Rental services. For purposes of the safe harbor, rental services include the following activities.

  • Advertising to rent or lease the real estate,
  • Negotiating and executing leases,
  • Verifying information contained in prospective tenant applications,
  • Collection of rent,
  • Daily operation, maintenance, and repair of the property,
  • Management of the real estate,
  • Purchase of materials, and
  • Supervision of employees and independent contractors.

Rental services may be performed by owners or by employees, agents, and/or independent contractors of the owners.

The term rental services does not include financial or investment management activities, such as arranging financing, procuring property, studying and reviewing financial statements or reports on operations, planning, managing, or constructing long-term capital improvements, or hours spent traveling to and from the real estate.

Example: Jill owns a condo that she rents out during 2023 and she does not use a management company. She receives rent deposits directly from the tenant during the year. In May, she made arrangements for repairs to be completed at the condo. She had no other contact with the tenant and did not visit the property during the year. In this scenario, Jill’s rental real estate enterprise probably does not rise to the level of a trade or business under the safe harbor because it is unlikely she spent 250 hours performing rental services. She would not be entitled to claim the QBID for her rental income under the safe harbor.

Excluded rental real estate arrangements. The safe harbor does not apply to the following rental real estate arrangements.

  • Real estate used by you as a personal residence for any part of the year, including vacation homes.
  • Real estate rented or leased under a triple net lease which requires the tenant to pay property taxes, insurance, and maintenance in addition to rent.
  • Real estate rented to a trade or business conducted by you (including a partnership or S corporation) which is commonly controlled.
  • Any rental real estate enterprise treated as a specified service trade or business (SSTB).

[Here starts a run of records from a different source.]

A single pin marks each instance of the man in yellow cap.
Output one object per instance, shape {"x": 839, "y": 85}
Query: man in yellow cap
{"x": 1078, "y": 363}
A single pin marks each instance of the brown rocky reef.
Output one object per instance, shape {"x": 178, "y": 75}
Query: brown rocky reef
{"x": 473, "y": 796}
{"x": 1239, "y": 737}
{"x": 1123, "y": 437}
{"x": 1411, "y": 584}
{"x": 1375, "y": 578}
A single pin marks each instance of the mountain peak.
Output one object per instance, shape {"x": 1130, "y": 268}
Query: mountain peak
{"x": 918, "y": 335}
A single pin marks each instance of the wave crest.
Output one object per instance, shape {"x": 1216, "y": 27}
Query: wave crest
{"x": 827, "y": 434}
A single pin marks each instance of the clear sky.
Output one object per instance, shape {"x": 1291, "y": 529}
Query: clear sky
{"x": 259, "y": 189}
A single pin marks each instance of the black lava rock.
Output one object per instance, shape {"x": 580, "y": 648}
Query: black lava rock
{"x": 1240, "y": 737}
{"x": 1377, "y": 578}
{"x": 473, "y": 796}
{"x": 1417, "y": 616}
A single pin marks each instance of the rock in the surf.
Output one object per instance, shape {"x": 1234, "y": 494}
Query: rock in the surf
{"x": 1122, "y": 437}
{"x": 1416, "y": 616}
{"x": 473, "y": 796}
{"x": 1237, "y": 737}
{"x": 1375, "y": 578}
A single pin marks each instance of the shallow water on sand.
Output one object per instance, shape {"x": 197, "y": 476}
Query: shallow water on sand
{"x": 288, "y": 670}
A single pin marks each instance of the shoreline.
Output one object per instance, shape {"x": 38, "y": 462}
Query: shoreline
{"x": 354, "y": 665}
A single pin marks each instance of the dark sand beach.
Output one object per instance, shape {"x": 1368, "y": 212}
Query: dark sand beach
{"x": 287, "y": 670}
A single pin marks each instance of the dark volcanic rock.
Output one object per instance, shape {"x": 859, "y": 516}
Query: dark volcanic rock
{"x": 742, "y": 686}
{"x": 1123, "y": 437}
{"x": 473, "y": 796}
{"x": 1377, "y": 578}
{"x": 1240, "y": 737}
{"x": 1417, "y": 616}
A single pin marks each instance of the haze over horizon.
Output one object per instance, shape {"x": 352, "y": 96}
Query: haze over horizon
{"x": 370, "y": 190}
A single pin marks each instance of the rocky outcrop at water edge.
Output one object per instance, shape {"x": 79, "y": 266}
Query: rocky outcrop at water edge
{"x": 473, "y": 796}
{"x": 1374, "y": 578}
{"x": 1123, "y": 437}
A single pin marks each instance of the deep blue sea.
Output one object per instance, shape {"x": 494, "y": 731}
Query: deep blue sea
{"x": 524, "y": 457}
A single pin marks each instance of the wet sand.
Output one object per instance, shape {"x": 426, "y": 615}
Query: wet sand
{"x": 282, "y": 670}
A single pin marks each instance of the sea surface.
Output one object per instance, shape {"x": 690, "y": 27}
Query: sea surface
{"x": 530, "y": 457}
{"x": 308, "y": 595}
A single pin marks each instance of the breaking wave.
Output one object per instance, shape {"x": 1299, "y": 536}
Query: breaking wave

SSTB. An SSTB includes the fields of health, law, accounting, actuarial science, performing arts, consulting, athletics, financial or brokerage services, or receiving income for endorsing products or services, using your image, likeness, name, signature, voice, trademark, or public appearances.

Trade or Business

If your rental real estate enterprise fails to satisfy the safe harbor requirements, it may still be treated as a trade or business for purposes of the QBID if the enterprise otherwise meets the definition of a trade or business under IRC section 162, other than the trade or business of performing services as an employee. Although a specific definition is not provided, the IRS has defined a trade or business to include any activity carried on for the production of income from selling goods or performing services. For example, you may be in a trade or business if you provide substantial services in conjunction with the property that are primarily for your tenant’s convenience (regular cleaning, changing linen, etc.) or if you are a real estate professional.